# Click required for Waltham pocket watch



## Dobbs (Jun 8, 2015)

Hi there,

Completely new to this forum - there's some great stuff here and I hope someone can help me

I just got given a Waltham pocket watch sn 24006506 as a gift and its running well, but required some help when winding. Closer investigation shows that the click is broken.
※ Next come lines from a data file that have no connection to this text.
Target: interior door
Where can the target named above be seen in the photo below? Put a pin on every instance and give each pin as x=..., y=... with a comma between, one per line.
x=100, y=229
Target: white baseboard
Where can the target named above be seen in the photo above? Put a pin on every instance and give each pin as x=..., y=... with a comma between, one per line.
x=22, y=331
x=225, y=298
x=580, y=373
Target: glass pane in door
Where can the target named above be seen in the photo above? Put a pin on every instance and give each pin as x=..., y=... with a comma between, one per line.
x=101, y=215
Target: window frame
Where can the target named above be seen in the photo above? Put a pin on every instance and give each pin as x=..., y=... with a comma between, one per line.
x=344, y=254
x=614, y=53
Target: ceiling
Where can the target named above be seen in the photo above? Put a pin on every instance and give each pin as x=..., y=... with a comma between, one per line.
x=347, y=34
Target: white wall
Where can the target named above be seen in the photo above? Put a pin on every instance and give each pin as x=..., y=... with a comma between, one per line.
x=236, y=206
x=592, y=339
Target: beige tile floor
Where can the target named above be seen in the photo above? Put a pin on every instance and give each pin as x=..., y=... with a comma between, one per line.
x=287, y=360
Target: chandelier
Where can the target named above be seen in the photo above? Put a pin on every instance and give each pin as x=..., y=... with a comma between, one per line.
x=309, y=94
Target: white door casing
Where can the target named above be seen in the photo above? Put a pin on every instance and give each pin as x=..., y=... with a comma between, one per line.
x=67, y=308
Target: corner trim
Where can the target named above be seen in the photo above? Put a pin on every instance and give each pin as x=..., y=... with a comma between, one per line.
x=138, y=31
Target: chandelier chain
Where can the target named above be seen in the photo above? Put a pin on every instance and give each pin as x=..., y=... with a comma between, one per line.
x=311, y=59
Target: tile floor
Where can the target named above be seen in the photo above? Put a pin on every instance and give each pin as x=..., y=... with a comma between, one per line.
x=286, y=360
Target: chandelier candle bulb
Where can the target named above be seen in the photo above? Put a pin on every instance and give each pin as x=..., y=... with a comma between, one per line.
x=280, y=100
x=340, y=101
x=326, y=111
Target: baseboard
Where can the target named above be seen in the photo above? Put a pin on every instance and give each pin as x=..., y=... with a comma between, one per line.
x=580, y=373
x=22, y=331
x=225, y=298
Does anyone know how I identify the movement calibre and where I can get a replacement click ?


----------



## DJH584 (Apr 10, 2013)

Welcome to the forum.

From a site called pocketwatchdatabase.com, your watch details are as follows:

*Grade: No. 610*



*Movement Serial Number:* 24006506


*Grade:* No. 610


*Model:* 1908

*Estimated Production Year:* 1921

*Run Quantity:* 1,000

*Total Production:* 1,059,860


*Size:* 16s


*Jewels:* 7j


*Movement Configuration:* Hunting


*Movement Finish:* Unknown


*Movement Setting:* Pendant

*Plate:* 3/4 Plate

*Adjusted:* No

*Railroad Grade:* No

As for a replacement click, the bay is usually about the best place to try and source such parts.

Regards

David


----------



## Dobbs (Jun 8, 2015)

Many thanks - I'll be back to this forum !


----------



## Seismic one (Jun 21, 2008)

I maybe able to help but would need a photo of the movenent.


----------



## Dobbs (Jun 8, 2015)

Thanks Seismic one

Two pictures, one of the whole movement and one showing the split click - all help much appreciated


----------



## Dobbs (Jun 8, 2015)

Dobbs said:


> Thanks Seismic one
> 
> Two pictures, one of the whole movement and one showing the split click - all help much appreciated


 Hmm looks like the pictures didn't upload as expected - can we take this offline and I'll email the pictures direct ?


----------



## Dobbs (Jun 8, 2015)

took me a while but I got there in the end !


----------